Os dias se passaram e estamos em overdose de ausência de convívio social presencial. Mas, sinto que estamos em um momento no qual estão sendo abertas as caixas da nossa alma e elas vão colocando para fora tudo o que somos de melhor e de pior como sociedade. As mortes que os gráficos nos apresentavam diariamente e nos faziam orar tomados pelo espanto e medo, passaram a ser ignoradas e as mais de 100 mil vidas perdidas, viraram uma estatística sombria, exceto para aqueles que passaram pela dor cortante de perder a quem se ama. Pois é, meu amigo, 2020 nos colocou de frente com essa inevitável verdade, a morte chega para todos, seja pela pandemia, seja por outras vias, ela sempre está à espreita.

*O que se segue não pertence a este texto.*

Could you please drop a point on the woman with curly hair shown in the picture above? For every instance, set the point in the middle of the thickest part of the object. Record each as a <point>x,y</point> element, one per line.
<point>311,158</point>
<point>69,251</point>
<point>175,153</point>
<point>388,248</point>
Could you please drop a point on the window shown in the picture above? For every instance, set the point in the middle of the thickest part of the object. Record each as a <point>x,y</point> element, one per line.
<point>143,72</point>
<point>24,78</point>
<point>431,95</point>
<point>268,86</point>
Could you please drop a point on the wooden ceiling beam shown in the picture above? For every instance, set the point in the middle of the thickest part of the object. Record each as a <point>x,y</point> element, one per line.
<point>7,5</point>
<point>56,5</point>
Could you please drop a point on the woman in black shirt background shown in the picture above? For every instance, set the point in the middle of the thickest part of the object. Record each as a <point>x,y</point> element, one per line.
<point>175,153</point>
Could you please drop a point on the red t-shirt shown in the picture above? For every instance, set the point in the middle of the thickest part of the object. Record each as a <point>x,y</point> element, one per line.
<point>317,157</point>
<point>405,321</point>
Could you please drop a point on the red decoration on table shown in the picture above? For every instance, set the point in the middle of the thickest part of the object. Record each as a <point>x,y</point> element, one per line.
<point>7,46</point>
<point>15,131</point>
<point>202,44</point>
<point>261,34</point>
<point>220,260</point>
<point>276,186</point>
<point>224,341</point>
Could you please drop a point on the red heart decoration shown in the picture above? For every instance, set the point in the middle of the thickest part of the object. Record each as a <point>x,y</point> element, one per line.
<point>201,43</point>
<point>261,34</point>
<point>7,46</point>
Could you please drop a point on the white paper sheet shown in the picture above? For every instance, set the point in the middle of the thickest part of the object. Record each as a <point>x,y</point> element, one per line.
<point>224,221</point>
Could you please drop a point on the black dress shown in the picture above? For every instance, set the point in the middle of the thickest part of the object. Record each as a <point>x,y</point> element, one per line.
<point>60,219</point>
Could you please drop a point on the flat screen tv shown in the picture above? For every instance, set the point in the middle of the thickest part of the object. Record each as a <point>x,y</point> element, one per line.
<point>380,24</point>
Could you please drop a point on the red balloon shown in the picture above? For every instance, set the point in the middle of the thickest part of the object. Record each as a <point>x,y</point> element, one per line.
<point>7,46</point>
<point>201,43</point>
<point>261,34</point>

Espantosamente, com tudo o que temos vivido e em meio a tantas incertezas, a morte, que insiste em nos dizer que temos uma breve passagem nossa pela Terra, parece ser a única certeza que 2020 quer acentuar. Ela, como uma canção insistente nos grita que “chegar e partir, são só dois lados da mesma viagem” e, ao tempo que nos provoca pavor, dor e medo, é ela, essa assombrosa presença, que nos convoca a viver com sabedoria o tempo que nos é oferecido para viver. É ela que nos diz que estar junto com quem amamos é um privilégio, cada momento é, de fato, único. Se podes abraçar, abrace; se podes estender a mão, estenda; se podes ser solidário, seja; se podes amar, ame sem limites; se podes seguir adiante, não pare, mas não corra ao ponto de perder o ar. Se podes parar, aproveite, descanse, reflita, reveja percurso e escolha qual o melhor caminho.

A morte é uma faca afiada apontada para nosso coração. Entretanto, talvez ela seja também, régua e compasso para traçar o presente, que não tem esse nome por acaso. O tempo presente é um “presente” que todos os dias nos é dado, talvez, para ver o que somos capazes de fazer com ele! A morte, fatídica e assustadora certeza, é o final de um ponto que existe para nos lembrar que ainda temos tempo e precisamos pensar melhor sobre como o usamos.

Agora, enquanto a pandemia do coronavírus paira sobre nossas cabeças, estamos com limites que estão para além de nossas escolhas. Diante de não poder fazer tudo que até março desse ano podíamos fazer com tranquilidade, mas que não o fizemos por não ter tempo ou por privilegiar outras coisas (que achávamos serem mais importantes) é que estamos aprendendo o que nos faz bem, de verdade! O quanto que um abraço pode confortar nossos dias, o quanto uma boa companhia nos alivia a alma e o quanto estar com as pessoas queridas dá sentido à vida. Se não lhe posso fazer uma visita, para dar-te o abraço desejado e fazermos essas reflexões filosóficas tão imprescindíveis para a vida, que essa carta chegue até você para dizer que estamos juntos nessa travessia e, por mais que tudo pareça duro demais agora, passaremos de mãos dadas com a esperança de que o melhor está por vir! E assim é.



* Doutora em Educação e Professora da UNEB - Campus VII.